Soeurette Joseph Part III: To El Salvador
Once France was liberated, members of the Resistance began joining the French Army; Soeurette enlisted as soon as possible. She served in occupied Germany until 1945 and then decided to go back to school. The army would only sponsor her education if she studied social work so Soeurette registered for social work school and then interned for three years. She finished her internship at the end of 1947 and started working in the Army in the north of France. As Soeurette had a contract of five years, the only way to leave the Army was to pay them back for her education or to get married.
She was married less than two years later.
(How did you meet Andre?)
I was introduced by a friend of ours who knew his aunt who was – Andre was in France on vacation and he was leaving, actually, two weeks later. And then we were introduced so he stayed a little longer and I didn’t see him. I saw him twice – once the first time and then I didn’t see him until December and in December I saw him and January we were married.
(So you didn’t know each other very long before you got married?)
No, absolutely not.
(What did your parents think of you moving to Central America?)
Nothing. Nothing special, no – everybody has to make his own life, everybody has to decide what they want to do.

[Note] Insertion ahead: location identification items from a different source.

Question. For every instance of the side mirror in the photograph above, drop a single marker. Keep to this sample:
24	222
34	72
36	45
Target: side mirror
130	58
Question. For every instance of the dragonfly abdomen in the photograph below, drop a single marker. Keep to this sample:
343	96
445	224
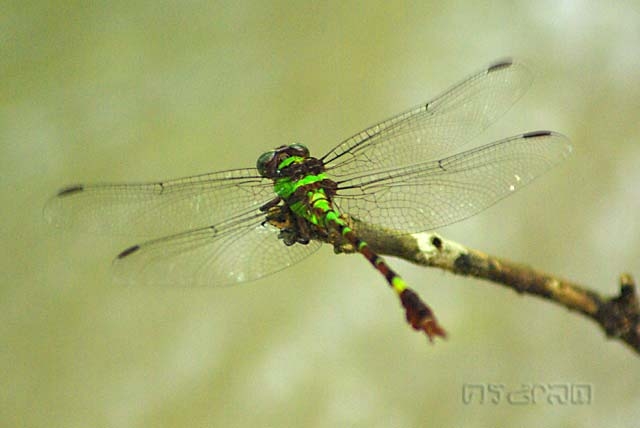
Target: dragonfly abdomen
418	314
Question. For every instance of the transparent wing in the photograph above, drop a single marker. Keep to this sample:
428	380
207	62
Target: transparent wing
433	129
437	193
237	250
161	208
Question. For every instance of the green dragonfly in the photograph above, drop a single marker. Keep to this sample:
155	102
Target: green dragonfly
399	175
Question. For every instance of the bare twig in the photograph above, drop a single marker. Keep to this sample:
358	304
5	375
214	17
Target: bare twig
619	316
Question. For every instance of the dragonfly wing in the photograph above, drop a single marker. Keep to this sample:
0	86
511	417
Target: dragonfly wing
434	194
237	250
432	129
161	208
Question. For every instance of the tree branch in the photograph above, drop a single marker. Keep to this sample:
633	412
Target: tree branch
618	316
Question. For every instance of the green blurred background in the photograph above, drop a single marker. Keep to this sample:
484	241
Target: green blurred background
130	91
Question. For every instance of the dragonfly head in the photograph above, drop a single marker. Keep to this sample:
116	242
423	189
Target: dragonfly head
269	164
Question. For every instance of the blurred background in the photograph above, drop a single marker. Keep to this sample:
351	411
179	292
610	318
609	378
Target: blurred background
136	91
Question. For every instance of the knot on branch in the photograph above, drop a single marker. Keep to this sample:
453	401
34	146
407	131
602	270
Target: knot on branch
620	315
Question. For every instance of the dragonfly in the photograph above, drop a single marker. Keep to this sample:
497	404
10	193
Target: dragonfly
403	175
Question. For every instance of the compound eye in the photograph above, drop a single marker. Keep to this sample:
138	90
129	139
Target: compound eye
263	162
299	150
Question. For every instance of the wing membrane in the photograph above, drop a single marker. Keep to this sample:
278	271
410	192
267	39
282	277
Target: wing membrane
433	129
160	208
237	250
437	193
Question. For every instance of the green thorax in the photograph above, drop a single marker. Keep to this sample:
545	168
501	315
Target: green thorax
285	187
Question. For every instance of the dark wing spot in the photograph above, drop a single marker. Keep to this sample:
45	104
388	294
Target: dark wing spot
534	134
500	65
159	187
70	190
128	251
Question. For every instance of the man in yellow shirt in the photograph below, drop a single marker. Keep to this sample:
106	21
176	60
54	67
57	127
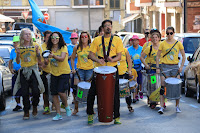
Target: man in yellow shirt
116	47
46	69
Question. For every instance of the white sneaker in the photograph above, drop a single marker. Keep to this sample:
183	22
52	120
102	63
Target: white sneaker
160	111
178	110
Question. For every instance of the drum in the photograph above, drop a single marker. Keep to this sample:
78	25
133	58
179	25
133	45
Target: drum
105	87
82	91
124	87
173	88
46	53
153	83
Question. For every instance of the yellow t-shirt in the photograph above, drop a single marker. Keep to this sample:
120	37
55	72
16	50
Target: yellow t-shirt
83	61
57	67
48	67
134	73
28	56
172	56
116	47
146	45
122	65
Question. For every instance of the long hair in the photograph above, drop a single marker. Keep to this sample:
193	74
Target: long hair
21	42
61	42
80	41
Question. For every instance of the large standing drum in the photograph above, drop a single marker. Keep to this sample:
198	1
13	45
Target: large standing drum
124	87
82	91
173	88
153	83
105	86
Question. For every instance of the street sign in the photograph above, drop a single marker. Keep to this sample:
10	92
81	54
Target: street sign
25	14
46	16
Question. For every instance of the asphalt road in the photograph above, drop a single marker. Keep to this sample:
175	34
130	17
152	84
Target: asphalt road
143	120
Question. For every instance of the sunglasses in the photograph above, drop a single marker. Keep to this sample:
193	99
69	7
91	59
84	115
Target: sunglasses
84	36
171	33
53	37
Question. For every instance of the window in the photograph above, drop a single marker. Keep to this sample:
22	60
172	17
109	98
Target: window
115	4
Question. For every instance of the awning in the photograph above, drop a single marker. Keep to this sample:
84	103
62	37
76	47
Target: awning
130	18
4	18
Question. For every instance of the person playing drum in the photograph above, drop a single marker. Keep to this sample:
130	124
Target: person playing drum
168	55
84	65
122	69
116	47
151	52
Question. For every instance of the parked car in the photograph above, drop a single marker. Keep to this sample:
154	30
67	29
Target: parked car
20	25
128	36
192	76
190	41
6	37
5	53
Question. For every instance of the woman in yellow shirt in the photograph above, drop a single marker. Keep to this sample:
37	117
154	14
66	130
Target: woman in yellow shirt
84	65
60	72
122	70
151	53
169	61
29	55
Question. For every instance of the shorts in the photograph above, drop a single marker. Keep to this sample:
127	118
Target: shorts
169	70
19	93
85	75
139	78
59	84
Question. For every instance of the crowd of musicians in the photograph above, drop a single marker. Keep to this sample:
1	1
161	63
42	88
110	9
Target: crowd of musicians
67	65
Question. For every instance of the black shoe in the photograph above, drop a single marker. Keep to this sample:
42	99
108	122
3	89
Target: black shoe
134	100
17	108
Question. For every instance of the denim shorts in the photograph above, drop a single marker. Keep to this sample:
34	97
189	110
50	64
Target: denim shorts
59	84
85	75
169	70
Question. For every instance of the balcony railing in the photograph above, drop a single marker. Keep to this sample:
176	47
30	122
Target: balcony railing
85	2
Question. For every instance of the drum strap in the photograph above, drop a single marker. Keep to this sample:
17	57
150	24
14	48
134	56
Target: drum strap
106	54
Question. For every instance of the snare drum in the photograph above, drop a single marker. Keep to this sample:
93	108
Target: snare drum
173	88
124	87
105	87
82	91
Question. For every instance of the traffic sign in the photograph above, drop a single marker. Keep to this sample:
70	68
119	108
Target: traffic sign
46	16
25	14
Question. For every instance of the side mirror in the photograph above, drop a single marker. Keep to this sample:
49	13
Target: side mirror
189	59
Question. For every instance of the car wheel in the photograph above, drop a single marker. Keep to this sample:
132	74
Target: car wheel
198	97
188	92
2	101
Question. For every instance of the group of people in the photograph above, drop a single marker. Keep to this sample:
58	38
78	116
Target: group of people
67	65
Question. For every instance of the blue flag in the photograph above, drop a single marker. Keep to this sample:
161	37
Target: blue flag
39	21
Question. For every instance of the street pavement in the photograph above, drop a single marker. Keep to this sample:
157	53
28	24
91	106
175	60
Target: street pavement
143	120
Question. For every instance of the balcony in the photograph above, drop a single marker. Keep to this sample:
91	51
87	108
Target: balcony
84	4
168	3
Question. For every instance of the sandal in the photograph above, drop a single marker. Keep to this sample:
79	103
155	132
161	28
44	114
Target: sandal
130	109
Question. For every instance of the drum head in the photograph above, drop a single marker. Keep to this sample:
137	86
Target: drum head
173	80
84	85
46	53
123	81
105	69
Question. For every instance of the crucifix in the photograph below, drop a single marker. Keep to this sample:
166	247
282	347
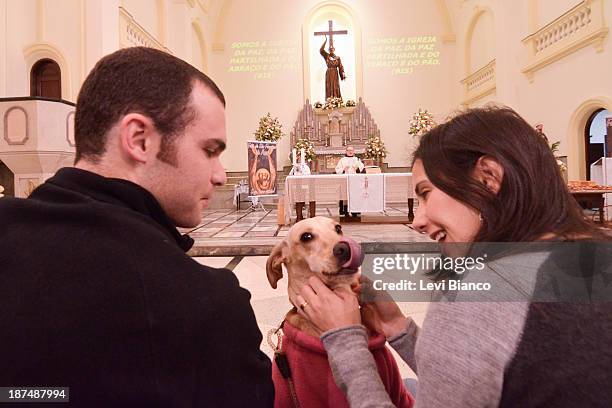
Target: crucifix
335	70
331	33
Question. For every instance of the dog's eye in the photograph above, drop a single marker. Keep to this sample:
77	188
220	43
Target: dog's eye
305	237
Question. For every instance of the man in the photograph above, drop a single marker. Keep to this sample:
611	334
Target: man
97	292
349	164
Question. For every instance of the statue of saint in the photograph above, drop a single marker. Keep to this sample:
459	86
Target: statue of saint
335	72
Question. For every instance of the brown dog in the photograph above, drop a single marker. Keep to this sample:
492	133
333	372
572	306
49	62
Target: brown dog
302	375
314	246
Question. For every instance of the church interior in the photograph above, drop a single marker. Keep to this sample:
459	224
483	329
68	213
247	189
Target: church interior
399	67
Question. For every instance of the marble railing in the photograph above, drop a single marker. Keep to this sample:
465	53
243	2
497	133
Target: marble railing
580	26
479	83
132	34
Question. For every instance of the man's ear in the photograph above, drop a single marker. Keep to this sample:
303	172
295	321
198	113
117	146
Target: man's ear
490	173
138	137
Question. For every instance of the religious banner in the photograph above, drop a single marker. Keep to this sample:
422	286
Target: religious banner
366	193
262	168
609	137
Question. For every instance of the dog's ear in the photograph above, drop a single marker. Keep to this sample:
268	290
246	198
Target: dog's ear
274	265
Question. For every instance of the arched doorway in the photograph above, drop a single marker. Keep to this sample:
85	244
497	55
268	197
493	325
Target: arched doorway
7	180
46	79
595	138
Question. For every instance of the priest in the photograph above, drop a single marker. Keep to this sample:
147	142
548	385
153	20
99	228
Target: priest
349	164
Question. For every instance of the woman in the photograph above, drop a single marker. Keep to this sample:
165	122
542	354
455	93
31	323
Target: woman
484	176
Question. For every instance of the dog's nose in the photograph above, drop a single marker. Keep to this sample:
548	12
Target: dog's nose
342	251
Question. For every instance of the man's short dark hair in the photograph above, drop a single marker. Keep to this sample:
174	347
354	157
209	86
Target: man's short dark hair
137	79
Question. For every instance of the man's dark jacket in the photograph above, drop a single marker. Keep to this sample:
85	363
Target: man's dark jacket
97	294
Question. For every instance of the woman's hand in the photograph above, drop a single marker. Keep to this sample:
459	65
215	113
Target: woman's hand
327	309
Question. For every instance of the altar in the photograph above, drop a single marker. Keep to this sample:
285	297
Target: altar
332	130
382	189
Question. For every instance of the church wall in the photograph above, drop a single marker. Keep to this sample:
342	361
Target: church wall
482	47
20	32
392	98
557	89
249	98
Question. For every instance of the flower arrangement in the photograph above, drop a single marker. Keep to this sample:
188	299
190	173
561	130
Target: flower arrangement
332	103
421	123
554	148
269	129
308	146
375	148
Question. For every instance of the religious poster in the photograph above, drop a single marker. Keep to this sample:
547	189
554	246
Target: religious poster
262	168
609	137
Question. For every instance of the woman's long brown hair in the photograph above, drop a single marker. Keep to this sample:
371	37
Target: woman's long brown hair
533	199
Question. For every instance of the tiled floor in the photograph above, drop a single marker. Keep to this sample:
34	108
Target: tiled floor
234	234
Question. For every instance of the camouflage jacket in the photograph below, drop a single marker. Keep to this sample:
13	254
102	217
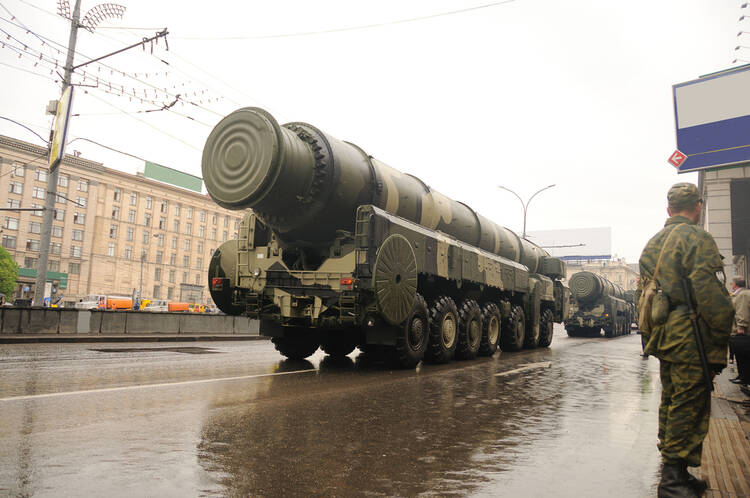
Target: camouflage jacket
692	254
742	309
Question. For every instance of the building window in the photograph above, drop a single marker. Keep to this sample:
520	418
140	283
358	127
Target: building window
10	223
15	187
9	241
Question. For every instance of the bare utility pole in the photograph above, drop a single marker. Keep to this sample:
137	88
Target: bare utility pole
49	205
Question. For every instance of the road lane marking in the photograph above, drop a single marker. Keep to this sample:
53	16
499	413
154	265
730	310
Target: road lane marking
146	386
524	367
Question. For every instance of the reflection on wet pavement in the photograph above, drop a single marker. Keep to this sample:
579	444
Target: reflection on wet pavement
585	426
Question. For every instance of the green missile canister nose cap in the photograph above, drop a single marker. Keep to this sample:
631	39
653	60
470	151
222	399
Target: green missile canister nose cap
683	195
239	157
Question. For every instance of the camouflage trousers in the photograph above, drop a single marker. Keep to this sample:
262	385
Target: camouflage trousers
684	412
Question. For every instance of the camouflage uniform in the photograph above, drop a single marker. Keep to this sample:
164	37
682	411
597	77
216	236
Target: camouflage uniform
686	401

You know, it was not that easy for girls to get married at that time. First, there were a lot of young men who had died during the war and a lot of people who had disappeared. So it was not so easy at that time. Not that easy.
(Where did your parents move to after the war?)
My father had died in 1942 and my mother came back to the town where we lived near Strasbourg after the war and stayed there a few years and then moved to her hometown of Metz because my sister lived there.
(Which sister is that?)
The older sister lived in Metz. She was a dentist in Metz. She was married there and my mother moved to Metz and she died there.
(And your other sister, where did she go?)
She left for Israel before Israel was Israel. She left with a bunch of young people who decided to go to Palestine, landed on – somewhere on the beach.
(Before you married Andre did you – how did you feel about moving?)
I was ready to do anything, you know. We had had such a rough life that anything was better than what we had so it didn’t make a difference. Whatever we could do was welcome.
(What day were you married?)
We were married – in France. The civil marriage took place on the 6th of January 1949 at the mairie [city hall] and religiously on the 16th of January. I arrived in Salvador on the 31st of January.
(Were you married in Obernai?)
No, in Strasbourg.
(So immediately after your wedding you go to Salvador?)
Two weeks later.
(Did you go by ship?)
No, we flew. And it was very funny because I needed a visa to go through the United States and I was told it was impossible, it would take weeks. So we had already decided Andre had to go and I would come as soon as I would get my visa and that could take four weeks, two months, three months, who knows. And so we went to the American consulate with the idea to tell them that I needed to go with my husband and so on, the whole story. I had a new passport with my new name. I get into the embassy and an American girl comes down the stairs, she looks at me, says, “What are you doing here?” I knew her from the Army because I used to go to the meetings of the American/English/French. They used to take me along and I had met that girl. I got my visa in five minutes. It didn’t take more – the girl said, “I guarantee for her,” and I got my visa. Didn’t even have to fill out papers. And so we left and stopped in New York for a few days and then in New Orleans where we met Alice Liebes who stayed there and gave us Roberto and Raquel to take home to Salvador.
(Did Alice speak French?)
No. Alice spoke German and Spanish.
(So how did you communicate with her?)
Oh, I had no problem. I never had problem talking [chuckle].
I spoke – English with her or – English with her or some German, how much I knew which was poor German. But I got along. It didn’t take me long to – My problem was when I got to Salvador to know what the people talked. If they spoke German, if they spoke French, how do I know what they talked? I once met Jaime Gabay and Gabay spoke French but I didn’t remember that and I made a whole conversation in Spanish and he never said to me that he spoke French.
(So from New Orleans you took Raquel --)
And Roberto and went to Salvador. We were on the plane I think six people and one cow.
(Six people and one cow.)
And one cow. And you arrived in Salvador on the tarmac and everybody came to the plane. You remember that time? Everybody came to the plane and we got – flowers. And they had dozens of roses and now they had the most beautiful ones and everybody came to the plane.
(Who is every – who came for you?)
I don't know but a lot of people. The whole [Jewish] community.